С этой проблемой приходилось считаться. Даже если исходить из нормы охраны одним солдатом вермахта группы в 50 человек военнопленных, для охраны 800 тысяч человек требовалось 18 батальонов
Результатом стали нечеловеческие условия пребывания русских в плену. «Многие немцы вынуждены были сжать зубы и не замечать этого явления, — утверждает лейтенант саперных войск Пауль Штреземан. — Если бы я мог… я бежал бы куда глаза глядят». И Штреземан продолжает: «Нет, нет, я за всю войну не видел ни одного случая дурного обращения с военнопленными. Конечно, если столько пленных, сколько мы взяли в России, это неизбежно вызовет хаос в войсковом снабжении». Кнаппе считал, что «пленные находились в состоянии прострации, это была серая аморфная масса». Бенно Цайзер рассказывает:
«Повинуясь чувству отвращения, мы было шарахнулись прочь, однако увиденное загипнотизировало нас, заставив позабыть о тошноте. Неужели эти жуткие серо-зеленые фигуры, понуро бредущие, действительно люди, на самом деле человеческие существа?..»
Солдаты, как правило, предпочитают не впечатляться от подобных зрелищ, и немецкие солдаты в этом смысле не исключение. Солдат предпочитает думать о том, что его самого ждет на войне. Лейтенант Пауль Штреземан заявил: «Я и представить себе не мог, наблюдая тянущиеся на запад бесконечные колонны, что эти бедняги почти все перемрут от истощения». Мнение Зигфрида Кнаппе: «Это было ужасно, но ведь все это происходило не по расхлябанности — просто невозможно прокормить такую массу людей без ущерба для собственных войск».
Кнаппе ошибается.
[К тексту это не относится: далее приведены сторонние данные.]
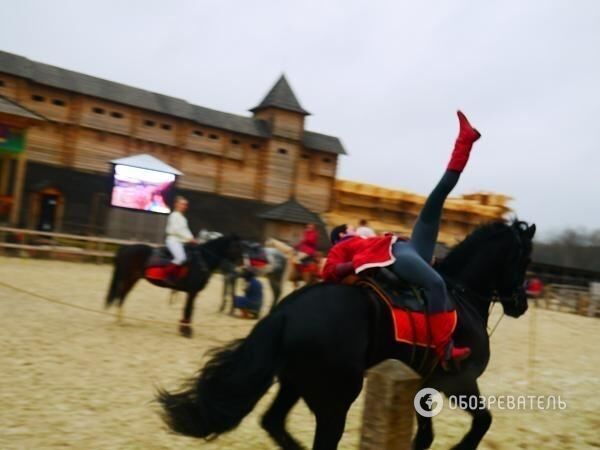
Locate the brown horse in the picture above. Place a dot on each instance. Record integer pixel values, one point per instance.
(131, 262)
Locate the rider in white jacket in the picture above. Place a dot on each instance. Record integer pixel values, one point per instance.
(178, 231)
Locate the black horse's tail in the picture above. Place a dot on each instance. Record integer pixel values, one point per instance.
(229, 386)
(114, 291)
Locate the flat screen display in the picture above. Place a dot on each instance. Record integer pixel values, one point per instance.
(141, 189)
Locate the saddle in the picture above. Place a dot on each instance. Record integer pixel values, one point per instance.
(407, 305)
(159, 266)
(161, 256)
(391, 289)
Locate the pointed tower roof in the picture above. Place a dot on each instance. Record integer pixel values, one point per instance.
(281, 96)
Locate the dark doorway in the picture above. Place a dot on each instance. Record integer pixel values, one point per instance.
(48, 205)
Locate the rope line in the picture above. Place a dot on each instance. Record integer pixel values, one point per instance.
(95, 311)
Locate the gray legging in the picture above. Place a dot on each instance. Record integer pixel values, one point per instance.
(413, 257)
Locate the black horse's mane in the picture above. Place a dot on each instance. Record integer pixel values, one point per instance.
(462, 252)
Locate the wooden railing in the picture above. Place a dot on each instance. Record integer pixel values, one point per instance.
(24, 242)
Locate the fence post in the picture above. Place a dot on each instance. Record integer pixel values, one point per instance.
(594, 299)
(388, 414)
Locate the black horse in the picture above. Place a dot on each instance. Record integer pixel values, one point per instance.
(132, 260)
(320, 341)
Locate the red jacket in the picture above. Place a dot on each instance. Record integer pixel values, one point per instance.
(308, 244)
(363, 253)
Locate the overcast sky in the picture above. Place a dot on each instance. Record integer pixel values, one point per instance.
(384, 76)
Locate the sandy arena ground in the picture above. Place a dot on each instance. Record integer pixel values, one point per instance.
(71, 378)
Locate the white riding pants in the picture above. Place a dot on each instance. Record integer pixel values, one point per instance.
(175, 246)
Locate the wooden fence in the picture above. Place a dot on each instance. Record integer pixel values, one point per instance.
(33, 243)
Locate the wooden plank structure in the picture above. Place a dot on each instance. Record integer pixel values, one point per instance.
(268, 157)
(390, 210)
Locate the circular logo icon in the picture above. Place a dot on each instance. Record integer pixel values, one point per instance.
(428, 402)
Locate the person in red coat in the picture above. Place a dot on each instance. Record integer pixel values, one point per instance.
(411, 259)
(308, 244)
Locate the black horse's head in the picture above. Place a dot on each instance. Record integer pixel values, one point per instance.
(492, 261)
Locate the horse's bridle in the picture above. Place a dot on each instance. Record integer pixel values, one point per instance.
(512, 299)
(518, 289)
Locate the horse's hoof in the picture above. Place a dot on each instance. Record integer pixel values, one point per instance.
(185, 329)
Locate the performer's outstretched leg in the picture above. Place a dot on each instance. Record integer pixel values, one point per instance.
(426, 228)
(422, 244)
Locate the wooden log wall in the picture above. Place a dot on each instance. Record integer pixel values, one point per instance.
(85, 133)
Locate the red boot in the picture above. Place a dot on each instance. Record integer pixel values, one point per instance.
(442, 326)
(467, 135)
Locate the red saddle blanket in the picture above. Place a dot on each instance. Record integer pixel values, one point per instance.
(161, 273)
(259, 263)
(410, 326)
(413, 327)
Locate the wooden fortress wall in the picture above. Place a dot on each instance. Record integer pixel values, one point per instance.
(84, 133)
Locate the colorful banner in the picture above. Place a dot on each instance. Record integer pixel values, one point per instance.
(11, 140)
Политика эта была продуманной. В качестве оправдания в рейхе лицемерно ссылались на то, что Советский Союз не подписал в 1929 году Женевскую конвенцию о статусе военнопленных. А Германия считала себя обязанной соблюдать упомянутую конвенцию только в отношении военнопленных граждан государств, подписавших ее. И СССР, и Третий рейх ратифицировали в 1929 году Женевскую конвенцию о статусе раненых, обязавшись оказывать им необходимую медицинскую помощь.
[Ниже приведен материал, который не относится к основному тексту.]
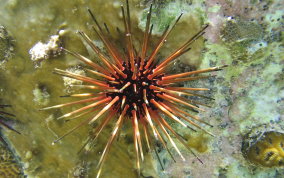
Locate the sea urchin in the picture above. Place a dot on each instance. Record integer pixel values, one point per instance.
(134, 86)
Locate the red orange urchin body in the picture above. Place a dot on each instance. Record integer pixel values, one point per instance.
(136, 87)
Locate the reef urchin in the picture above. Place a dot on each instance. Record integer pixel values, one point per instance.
(134, 86)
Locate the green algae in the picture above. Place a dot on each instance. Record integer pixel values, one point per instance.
(250, 88)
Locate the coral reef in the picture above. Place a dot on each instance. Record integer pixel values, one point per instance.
(246, 35)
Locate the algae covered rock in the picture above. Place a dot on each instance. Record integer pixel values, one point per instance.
(264, 148)
(9, 167)
(6, 46)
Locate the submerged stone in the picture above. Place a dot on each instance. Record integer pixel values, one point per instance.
(265, 148)
(6, 46)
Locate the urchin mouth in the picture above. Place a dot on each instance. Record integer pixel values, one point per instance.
(134, 90)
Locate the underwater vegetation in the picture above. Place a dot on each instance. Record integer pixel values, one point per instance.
(247, 35)
(6, 45)
(4, 119)
(135, 86)
(266, 149)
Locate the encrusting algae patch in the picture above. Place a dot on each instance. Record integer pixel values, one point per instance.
(267, 150)
(253, 80)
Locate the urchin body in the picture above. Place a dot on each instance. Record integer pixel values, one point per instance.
(136, 87)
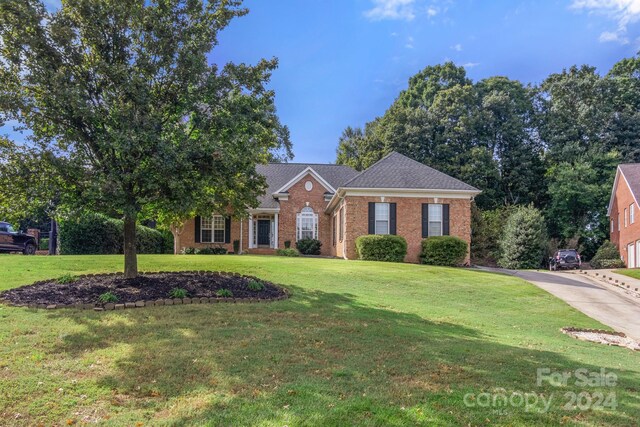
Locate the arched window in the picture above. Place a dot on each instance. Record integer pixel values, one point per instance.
(307, 224)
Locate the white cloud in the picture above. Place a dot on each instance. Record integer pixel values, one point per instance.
(624, 12)
(392, 9)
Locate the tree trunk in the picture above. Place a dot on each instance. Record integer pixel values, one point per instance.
(130, 256)
(53, 237)
(176, 230)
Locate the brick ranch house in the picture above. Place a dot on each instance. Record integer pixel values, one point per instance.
(624, 224)
(335, 204)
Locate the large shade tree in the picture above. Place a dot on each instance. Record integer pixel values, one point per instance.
(125, 91)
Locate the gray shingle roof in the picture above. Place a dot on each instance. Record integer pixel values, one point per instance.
(398, 171)
(631, 172)
(278, 174)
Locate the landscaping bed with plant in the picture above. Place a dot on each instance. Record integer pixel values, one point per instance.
(101, 290)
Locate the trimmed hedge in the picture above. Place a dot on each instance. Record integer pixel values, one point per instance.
(97, 234)
(375, 247)
(309, 246)
(607, 257)
(447, 251)
(524, 239)
(287, 252)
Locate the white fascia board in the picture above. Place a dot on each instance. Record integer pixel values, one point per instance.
(263, 210)
(309, 170)
(613, 190)
(402, 192)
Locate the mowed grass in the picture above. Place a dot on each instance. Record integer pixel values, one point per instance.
(358, 343)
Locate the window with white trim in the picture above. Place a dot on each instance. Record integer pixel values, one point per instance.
(212, 230)
(307, 224)
(435, 219)
(382, 218)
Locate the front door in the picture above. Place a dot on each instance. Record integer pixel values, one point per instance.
(264, 229)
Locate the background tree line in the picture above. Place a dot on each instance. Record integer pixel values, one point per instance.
(555, 145)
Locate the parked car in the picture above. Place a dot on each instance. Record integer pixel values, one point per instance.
(15, 241)
(565, 259)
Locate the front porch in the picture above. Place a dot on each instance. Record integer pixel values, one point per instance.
(263, 232)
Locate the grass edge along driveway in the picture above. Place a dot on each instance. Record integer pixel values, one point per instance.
(359, 343)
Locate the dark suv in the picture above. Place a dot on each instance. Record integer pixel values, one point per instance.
(565, 258)
(14, 241)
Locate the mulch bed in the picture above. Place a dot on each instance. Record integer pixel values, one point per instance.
(86, 289)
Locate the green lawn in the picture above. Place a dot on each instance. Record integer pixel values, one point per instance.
(631, 272)
(359, 343)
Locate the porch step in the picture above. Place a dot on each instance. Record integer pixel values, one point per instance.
(261, 251)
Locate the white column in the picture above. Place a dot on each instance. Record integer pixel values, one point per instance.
(275, 237)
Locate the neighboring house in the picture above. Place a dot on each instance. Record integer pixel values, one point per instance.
(624, 220)
(335, 204)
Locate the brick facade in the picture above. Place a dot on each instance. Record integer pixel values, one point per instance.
(299, 198)
(353, 212)
(408, 221)
(622, 236)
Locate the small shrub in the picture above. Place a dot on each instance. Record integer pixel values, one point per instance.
(215, 250)
(67, 278)
(224, 293)
(287, 252)
(108, 297)
(255, 285)
(607, 256)
(309, 246)
(92, 233)
(448, 251)
(178, 293)
(375, 247)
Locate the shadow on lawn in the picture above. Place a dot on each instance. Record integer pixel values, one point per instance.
(318, 358)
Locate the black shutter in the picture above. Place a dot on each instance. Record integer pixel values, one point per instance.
(445, 220)
(227, 229)
(197, 238)
(392, 218)
(372, 218)
(425, 220)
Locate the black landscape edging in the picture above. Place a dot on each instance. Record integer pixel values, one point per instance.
(284, 293)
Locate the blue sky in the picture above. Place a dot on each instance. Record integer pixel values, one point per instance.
(343, 62)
Приказ ОКВ от 8 июля 1941 г. гласил: «Медицинская помощь оказывается, в первую очередь, представителями соответствующих русских военно-лечебных структур и с использованием русских медикаментов и перевязочных средств». Предоставление вермахтом транспортных средств для перевозки раненых не предусматривалось. Две недели спустя ОКХ ввело дополнительные ограничения «в целях предотвращения наплыва в тыл русских раненых». В соответствии с ними эвакуации подлежали лишь легко раненные военнопленные, которые по истечении месячного лечения могли быть использованы на работах. Этим директивам следовали безоговорочно. Генерал-полковник Гёпнер, командующий 4-й танковой группой, был не против упомянутой директивы: «Само собой разумеется, что немецкие военврачи оказывали русским раненым помощь лишь по завершении оказания таковой немецким солдатам и офицерам». 18-я танковая дивизия, входившая в 2-ю танковую группу генерал-полковника Гудериана, получила приказ вообще «ни при каких условиях» не оказывать помощь русским раненым, не транспортировать их и не размещать вблизи мест размещения немецких раненых. Их перевозили на обозных телегах.
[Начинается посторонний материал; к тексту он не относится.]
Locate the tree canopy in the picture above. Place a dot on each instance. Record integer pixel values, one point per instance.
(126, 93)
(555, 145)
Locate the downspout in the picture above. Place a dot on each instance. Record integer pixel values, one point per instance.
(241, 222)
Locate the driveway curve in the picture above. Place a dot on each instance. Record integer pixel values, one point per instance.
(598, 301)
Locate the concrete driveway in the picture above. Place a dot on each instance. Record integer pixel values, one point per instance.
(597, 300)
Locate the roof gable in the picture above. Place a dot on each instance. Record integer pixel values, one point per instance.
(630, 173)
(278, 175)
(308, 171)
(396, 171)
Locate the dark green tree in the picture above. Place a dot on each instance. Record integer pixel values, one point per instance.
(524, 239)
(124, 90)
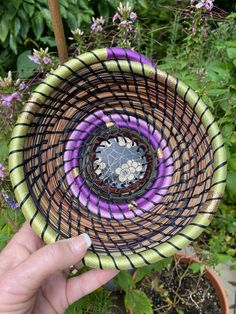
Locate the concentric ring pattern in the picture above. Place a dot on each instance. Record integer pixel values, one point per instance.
(109, 145)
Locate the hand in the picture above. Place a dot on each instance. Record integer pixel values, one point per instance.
(33, 276)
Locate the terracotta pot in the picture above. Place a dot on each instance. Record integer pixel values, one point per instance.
(211, 276)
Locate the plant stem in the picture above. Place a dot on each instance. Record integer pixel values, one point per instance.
(58, 30)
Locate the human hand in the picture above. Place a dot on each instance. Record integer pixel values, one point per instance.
(33, 276)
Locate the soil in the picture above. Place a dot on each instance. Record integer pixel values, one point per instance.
(179, 291)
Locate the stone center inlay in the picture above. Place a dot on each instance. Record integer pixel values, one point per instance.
(119, 162)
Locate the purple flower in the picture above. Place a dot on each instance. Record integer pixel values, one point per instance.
(13, 205)
(34, 58)
(116, 17)
(124, 24)
(5, 196)
(207, 4)
(93, 26)
(2, 171)
(6, 100)
(22, 86)
(47, 60)
(133, 16)
(97, 25)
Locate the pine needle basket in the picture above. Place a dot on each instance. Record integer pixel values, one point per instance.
(110, 145)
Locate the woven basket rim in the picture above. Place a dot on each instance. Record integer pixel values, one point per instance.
(176, 242)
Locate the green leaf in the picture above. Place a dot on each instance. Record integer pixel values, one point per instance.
(4, 148)
(217, 91)
(139, 302)
(231, 43)
(4, 27)
(231, 52)
(143, 4)
(38, 24)
(48, 40)
(25, 66)
(163, 264)
(142, 272)
(29, 8)
(124, 280)
(231, 183)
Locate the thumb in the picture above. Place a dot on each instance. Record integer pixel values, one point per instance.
(51, 258)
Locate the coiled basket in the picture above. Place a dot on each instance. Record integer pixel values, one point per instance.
(109, 145)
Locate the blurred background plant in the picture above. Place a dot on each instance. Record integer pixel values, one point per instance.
(195, 41)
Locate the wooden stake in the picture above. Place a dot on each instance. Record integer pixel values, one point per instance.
(58, 30)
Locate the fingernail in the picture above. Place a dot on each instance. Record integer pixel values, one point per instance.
(87, 239)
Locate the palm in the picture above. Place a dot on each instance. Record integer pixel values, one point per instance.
(53, 295)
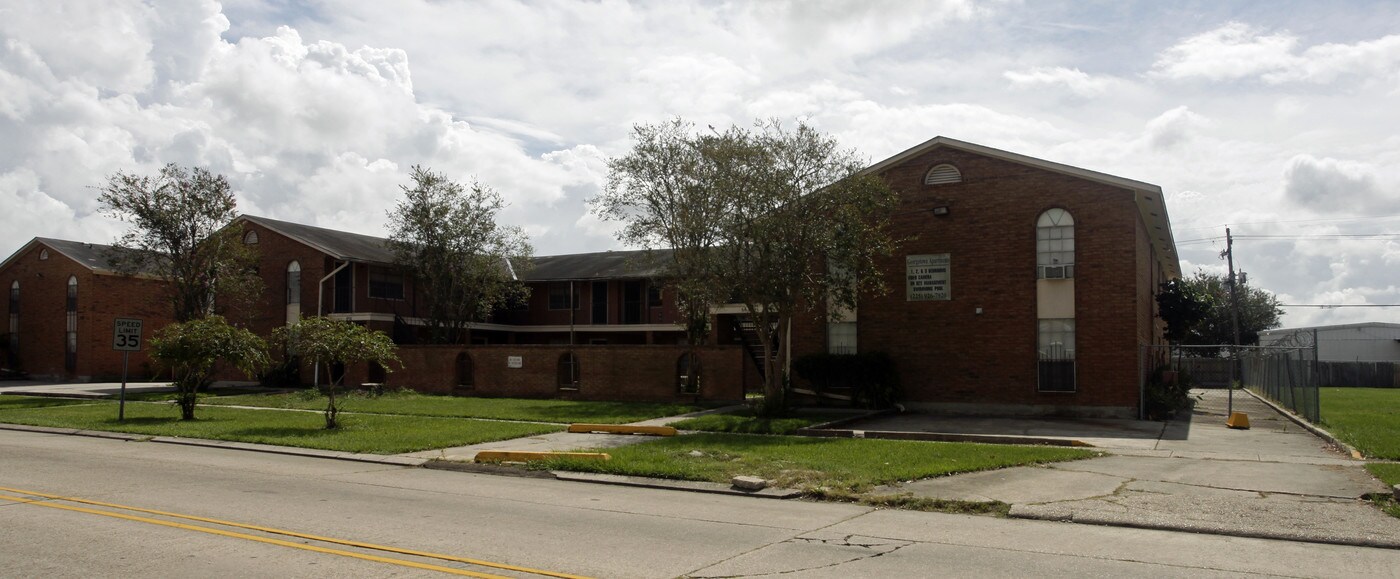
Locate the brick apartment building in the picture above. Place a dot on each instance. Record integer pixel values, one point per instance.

Советские пленные, захваченные в окружении, не только находились в шоковом состоянии, но многие из них были ранены, часть тяжело. Как правило, они были настолько измотаны пребыванием в окружении, что не в состоянии были даже спастись бегством. И зависели исключительно от расположения тех, кто их пленил. Именно отсюда бесконечные колонны на дорогах. Лейтенант Губерт Бекер, тот самый, уже знакомый читателю кинолюбитель, заснял на пленку временный лагерь военнопленных и описал условия их пребывания там.